When the nomination reached the Judiciary Committee argument became so bitter that Senator Neely, the chairman, left the room. After two hours of bickering, the committee upheld Hugo Black 13-to-4.
Nominee. Modest, unassuming Hugo Black combs a few wisps of sandy hair over his head, chews a cigar although he gave up smoking two years ago. A bachelor until he was 35, he married 22-year-old Josephine Foster of Birmingham years after he met her, a yeomanette, during their War service. With their three charming children--Hugo, 15, Sterling, 12, Martha Josephine, 4--the Blacks live modestly on Washington's Cathedral Ave., have no home in Alabama except the one they rent during election years. Long since prematurely grey, Mrs. Black went to American University two hours a day this year, eager to complete the education she began at fashionable Sweet Briar College (Virginia). Nominee Black takes pride in his cooking, his ability to play almost any given instrument by ear, the fact that he beats his wife regularly at their weekly golf match.
In a Supreme Court Justice none of these things are objectionable. Important, however, is the question of whom he may eventually be objectionable to--liberals or conservatives--once he is on the bench. Justice McReynolds mounted it as Wood-row Wilson's trust-busting Attorney General. No man can assert that a mellowing Justice Black will revert to hereditary Southern conservatism. Neither can any man predict the course of a Justice's convictions once he is secure for life in a $20,000-a-year job, all trials of reelection forever behind him. Those who know trigger-brained Hugo Black best deny that he can be counted a. Roosevelt yes-man in the future.
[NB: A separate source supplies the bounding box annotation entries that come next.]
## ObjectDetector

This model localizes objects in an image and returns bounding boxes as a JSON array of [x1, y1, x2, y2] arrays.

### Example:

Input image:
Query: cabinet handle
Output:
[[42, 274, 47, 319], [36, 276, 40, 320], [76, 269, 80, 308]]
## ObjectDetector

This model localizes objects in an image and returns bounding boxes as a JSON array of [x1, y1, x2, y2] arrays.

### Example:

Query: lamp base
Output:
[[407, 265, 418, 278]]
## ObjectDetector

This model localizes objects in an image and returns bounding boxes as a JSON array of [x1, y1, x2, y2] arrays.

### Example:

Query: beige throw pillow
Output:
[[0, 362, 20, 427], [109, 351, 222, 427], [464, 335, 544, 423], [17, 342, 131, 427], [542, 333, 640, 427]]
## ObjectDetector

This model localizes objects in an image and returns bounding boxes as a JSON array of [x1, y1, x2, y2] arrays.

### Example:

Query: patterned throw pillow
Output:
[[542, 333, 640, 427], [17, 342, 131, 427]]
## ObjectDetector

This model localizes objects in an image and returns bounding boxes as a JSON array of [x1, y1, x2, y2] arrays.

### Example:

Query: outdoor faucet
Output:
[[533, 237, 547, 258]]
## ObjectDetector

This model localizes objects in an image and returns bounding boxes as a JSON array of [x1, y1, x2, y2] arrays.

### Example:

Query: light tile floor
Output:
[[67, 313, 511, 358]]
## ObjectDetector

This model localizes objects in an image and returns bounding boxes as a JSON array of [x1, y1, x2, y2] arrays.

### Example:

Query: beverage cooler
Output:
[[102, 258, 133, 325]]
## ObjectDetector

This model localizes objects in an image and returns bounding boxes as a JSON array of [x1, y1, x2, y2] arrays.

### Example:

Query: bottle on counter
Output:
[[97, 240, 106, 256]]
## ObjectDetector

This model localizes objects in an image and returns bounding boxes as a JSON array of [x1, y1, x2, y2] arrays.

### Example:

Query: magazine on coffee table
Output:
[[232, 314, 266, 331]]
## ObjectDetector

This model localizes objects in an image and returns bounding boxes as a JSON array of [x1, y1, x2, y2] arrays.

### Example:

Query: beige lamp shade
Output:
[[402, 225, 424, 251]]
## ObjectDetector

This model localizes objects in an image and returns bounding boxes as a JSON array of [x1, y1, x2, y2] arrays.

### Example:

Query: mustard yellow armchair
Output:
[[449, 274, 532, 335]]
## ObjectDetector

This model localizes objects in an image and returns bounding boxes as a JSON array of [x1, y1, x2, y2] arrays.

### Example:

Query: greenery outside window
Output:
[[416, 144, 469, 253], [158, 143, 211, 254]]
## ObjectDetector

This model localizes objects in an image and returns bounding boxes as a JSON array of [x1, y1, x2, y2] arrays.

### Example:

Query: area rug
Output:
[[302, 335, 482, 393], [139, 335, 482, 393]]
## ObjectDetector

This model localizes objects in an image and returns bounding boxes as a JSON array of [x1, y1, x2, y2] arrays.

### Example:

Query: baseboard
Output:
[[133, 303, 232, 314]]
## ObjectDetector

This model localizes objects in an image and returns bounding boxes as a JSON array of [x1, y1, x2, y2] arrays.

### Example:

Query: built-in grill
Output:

*Said Washington wags last week: "Hugo won't have to buy a robe; he can dye his white one black."
*Says Article I of the Constitution: "No Senator or Representative shall, during the time for which he was elected, be appointed to any civil office under the authority of the United States which shall have been created, or the emoluments whereof shall have been increased during such time. . . ." Actually the Retirement Act does not increase the emoluments of Justices but guarantees their pensions against reduction.
*John M. Harlan was 44, Charles Evans Hughes 48, Edward D. White 49.